After Life (Jane Espenson)

The last five minutes of this are superb - worthy of just quoting Buffy's monologue (though that doesn't do justice to what is essentially a dialogue between SMG and James Marsters despite Spike's silence).

After Life - Spike and Buffy

I was happy. Wherever I...was...I was happy. At peace. I knew that everyone I cared about was all right. I knew it. Time...didn't mean anything...nothing had form...but I was still me, you know? And I was warm...and I was loved...and I was finished. Complete. I don't understand about theology or dimensions, or, any of it, really...but I think I was in heaven. And now I'm not. I was torn out of there. Pulled out...by my friends. Everything here is...hard, and bright, and violent. Everything I feel, everything I touch...this is Hell. Just getting through the next moment, and the one after that...knowing what I've lost...They can never know. Never.

(Not until that pesky musical episode anyway.)

I really really dislike the others when they pile into the living room and effectively terrorize Buffy leaving it to Dawn (after Spike understandably scarpers) to tell them to back off.

After Life - Dawn and Buffy - Bergmanesque
After Life - the Scoobies

And, I can hardly write this for laughing at the incongruity that my son who would wear pyjamas 24/7 if we, ahem, let him, exclaimed, "What is Willow wearing?" when Alyson Hannigan appeared clad in what can only be called a plush synthetic bathroom set.

After Life - Willow wearing a toilet lid cover
A bathroom set
Unbelievably in all seven seasons of Buffy when some pretty terrible clothes were worn this takes the biscuit. It is seriously vile.

It also detracts from Buffy's very convincing thank you even though she struggles to disguise her revulsion at the realisation that it is ALL Willow's fault.

After Life - Buffy says thanks
(Actually maybe it is just the top she has a problem with.)

Why does Tara wear a bra to bed? (What? Everybody does?) Whatever. I find that distracts me from Tara and Willow's conversation as well as the arm stroking and the fact they are in bed together - but maybe that's just me. Anyway - moving on - how dozy are they that it does not occur to them that Buffy's lack of gratitude may be related to the place they just took her from? This line tickles me - "Right. No need to be in a big furry hurry" because clearly Willow ignores her own advice later on.

Serious stuff and big trouble ahead:

Tara: "Well, what was it talking about? Did you understand it?"
Willow: "Well, I understood the words, but...no."

(It said "The blood dried on your hands, didn't it?")

The scene between Tara and Xander (when he presumably talks to the only person he can about Willow's behaviour) is unusual because I can't recall another scene with just the two of them and Tara's defence of her girlfriend is just that - defensive.

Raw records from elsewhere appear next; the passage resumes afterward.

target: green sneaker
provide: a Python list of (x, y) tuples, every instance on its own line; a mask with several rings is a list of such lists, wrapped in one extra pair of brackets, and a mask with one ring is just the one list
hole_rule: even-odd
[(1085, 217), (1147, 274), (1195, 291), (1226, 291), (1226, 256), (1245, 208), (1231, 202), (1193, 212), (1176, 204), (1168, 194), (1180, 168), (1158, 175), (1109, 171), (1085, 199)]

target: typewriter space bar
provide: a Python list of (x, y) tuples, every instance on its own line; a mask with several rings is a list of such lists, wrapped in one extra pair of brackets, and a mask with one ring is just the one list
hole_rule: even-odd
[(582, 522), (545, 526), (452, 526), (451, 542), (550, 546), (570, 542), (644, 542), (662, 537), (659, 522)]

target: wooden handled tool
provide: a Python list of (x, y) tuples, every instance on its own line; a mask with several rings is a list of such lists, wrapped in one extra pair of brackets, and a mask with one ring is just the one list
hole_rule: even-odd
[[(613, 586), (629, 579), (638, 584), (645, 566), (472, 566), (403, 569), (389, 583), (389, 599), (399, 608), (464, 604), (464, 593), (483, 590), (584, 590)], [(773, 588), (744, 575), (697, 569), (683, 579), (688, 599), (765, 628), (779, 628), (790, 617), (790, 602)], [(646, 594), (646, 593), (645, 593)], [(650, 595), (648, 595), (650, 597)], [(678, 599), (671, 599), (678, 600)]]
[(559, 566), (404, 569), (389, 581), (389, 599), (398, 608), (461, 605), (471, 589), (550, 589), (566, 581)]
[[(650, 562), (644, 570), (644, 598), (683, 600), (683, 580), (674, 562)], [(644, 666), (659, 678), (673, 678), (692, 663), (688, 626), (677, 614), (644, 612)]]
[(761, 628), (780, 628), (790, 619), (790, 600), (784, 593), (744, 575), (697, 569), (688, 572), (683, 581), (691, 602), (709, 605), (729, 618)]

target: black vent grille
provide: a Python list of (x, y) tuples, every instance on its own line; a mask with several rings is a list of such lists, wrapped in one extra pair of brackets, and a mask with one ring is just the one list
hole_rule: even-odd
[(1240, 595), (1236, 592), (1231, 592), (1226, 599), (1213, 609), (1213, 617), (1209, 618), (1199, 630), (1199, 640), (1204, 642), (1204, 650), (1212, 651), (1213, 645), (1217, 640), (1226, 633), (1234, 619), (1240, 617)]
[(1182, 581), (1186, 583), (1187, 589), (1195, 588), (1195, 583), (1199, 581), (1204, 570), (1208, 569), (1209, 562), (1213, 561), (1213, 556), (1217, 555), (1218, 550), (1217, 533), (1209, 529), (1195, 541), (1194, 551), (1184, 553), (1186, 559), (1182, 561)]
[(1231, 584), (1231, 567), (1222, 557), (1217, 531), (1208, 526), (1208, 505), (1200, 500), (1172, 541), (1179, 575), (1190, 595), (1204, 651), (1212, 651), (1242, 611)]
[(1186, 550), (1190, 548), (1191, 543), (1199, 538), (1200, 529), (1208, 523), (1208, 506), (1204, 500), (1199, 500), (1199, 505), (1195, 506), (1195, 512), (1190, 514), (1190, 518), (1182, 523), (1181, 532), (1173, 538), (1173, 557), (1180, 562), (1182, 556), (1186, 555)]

I feel genuinely sad when Willow and Tara are doing the spell together and Willow breaks their connection and finishes it herself. She has come a long way from floating the rose.

I read some other analyses of BtVS and I feel shallow that I get amused by "furry hurry" lines because it conjures up that top and because I wonder why Tara is wearing a bra but then I revel in the fact that BtVS can handle any interpretation thrown at it. It works on so many levels and I think I know where mine is.